The list of trump artists may not be endless, but it's long. Take Baby Jane Dexter, who trades in the contemporary blues and doesn't so much fill a room as shake it. (At the Backstage Bistro Awards held February 28, emcee Jim David, addressing a group of sympathizers heated up about the Singer piece, quipped, "Anyone who says cabaret doesn't have edge hasn't seen Baby Jane Dexter in a mood.") Take David Gurland, a singer as short and solid as a beer keg, who can twist Sting's "Ev'ry Breath You Take" into a stalker's insidious boast. Take the soigné Andrea Marcovicci and/or the suave Mary Cleere Haran, neither of whom use blunt satirist's tools but choose material--granted, generally traditional--that offers them the opportunity to hold up the mirror to a sometimes grim, sometimes cheering society. Take Scott Coulter, who may look like a grown Teletubby but has no qualm about delivering Tim DiPasqua's "Big Hairy Man," which deals with a gay man's choice between quick sex and dull domesticity. None of what these performers do--there are many more like them--is conventional, reassuring or dated.
A last remark might be made about Singer, whose smoothly-written excoriation reflects an even more disturbing misconception about cabaret. He says that "the current scene does seem more frivolously disconnected from the culture at large than ever before." He's right about the "disconnected" part, but it's thoughtless of him to chalk up the disconnectedness to frivolousness, as if the entertainers and audiences around now are no more than a gaggle of Sally Bowleses pretending nothing of any importance is crashing around them. (Incidentally, Sally Bowles represents some of that ubiquitous Weimar chaff. Or was Christopher Isherwood making her up out of whole cloth?)
That type of cabaret has become a marginalized area in which entertainers' toil is the consequence of many evolutionary changes--societal, cultural, economic, technological--and in some ways, it's produced a chicken-and-egg question: Has cabaret shifted so far from popular taste because it is, perceived to be, less cogent?

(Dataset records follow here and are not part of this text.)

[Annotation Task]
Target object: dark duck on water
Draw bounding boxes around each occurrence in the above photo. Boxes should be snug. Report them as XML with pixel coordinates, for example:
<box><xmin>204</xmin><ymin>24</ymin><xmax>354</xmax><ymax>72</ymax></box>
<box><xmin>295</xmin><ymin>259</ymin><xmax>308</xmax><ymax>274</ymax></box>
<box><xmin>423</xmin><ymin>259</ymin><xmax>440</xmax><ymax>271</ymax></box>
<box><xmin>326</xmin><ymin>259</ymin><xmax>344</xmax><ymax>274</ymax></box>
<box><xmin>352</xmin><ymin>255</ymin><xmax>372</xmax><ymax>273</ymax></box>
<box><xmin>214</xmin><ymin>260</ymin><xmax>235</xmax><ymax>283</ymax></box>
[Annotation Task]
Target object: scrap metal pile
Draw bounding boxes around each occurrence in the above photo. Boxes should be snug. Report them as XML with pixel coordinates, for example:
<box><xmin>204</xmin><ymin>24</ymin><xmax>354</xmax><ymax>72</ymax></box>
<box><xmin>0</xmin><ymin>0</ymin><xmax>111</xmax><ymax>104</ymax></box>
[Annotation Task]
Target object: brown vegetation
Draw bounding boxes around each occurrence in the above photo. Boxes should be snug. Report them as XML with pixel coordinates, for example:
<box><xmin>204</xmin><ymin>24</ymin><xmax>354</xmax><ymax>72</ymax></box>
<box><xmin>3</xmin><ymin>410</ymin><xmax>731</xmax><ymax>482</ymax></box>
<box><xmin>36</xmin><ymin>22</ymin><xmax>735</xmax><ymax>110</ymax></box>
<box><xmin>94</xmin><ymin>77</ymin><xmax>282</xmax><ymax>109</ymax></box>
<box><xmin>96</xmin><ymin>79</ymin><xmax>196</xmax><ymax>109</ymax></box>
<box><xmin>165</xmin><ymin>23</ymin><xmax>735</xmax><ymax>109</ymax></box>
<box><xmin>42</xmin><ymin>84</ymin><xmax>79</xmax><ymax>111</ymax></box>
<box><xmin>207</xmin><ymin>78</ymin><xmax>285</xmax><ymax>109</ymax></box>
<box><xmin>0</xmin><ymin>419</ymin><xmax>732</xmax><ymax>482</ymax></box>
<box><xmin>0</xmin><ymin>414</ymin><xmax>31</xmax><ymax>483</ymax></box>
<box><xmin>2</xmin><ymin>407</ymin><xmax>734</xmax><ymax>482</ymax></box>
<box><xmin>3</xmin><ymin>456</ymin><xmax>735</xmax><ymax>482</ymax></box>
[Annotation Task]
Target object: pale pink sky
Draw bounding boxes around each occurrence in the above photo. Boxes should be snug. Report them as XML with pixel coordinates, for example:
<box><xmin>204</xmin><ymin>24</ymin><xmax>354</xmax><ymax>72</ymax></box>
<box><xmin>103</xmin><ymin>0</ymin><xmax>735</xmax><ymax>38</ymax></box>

Or is cabaret perceived to be less cogent because public taste has shifted away from it.
Cabaret's loss of sway in a larger art-and-commerce context has given rise to the misapprehension that it is now mostly an arena for vanity presentations. The perception is, to some extent, self-eventuating. Some proprietors hold to policies whereby vanity productions are used to fill rooms that would languish otherwise. And as one domino fells another, those who still champion the intimate room as a show business nonpareil band together like forlorn passengers on the Titanic. But just because the ship may sometimes looks as if it may be sinking doesn't mean those aboard have lost their intrinsic worth.
It may or may not be true that life is a cabaret, but it is still true that--naysayers notwithstanding--cabaret here and now continues to have invigorating life.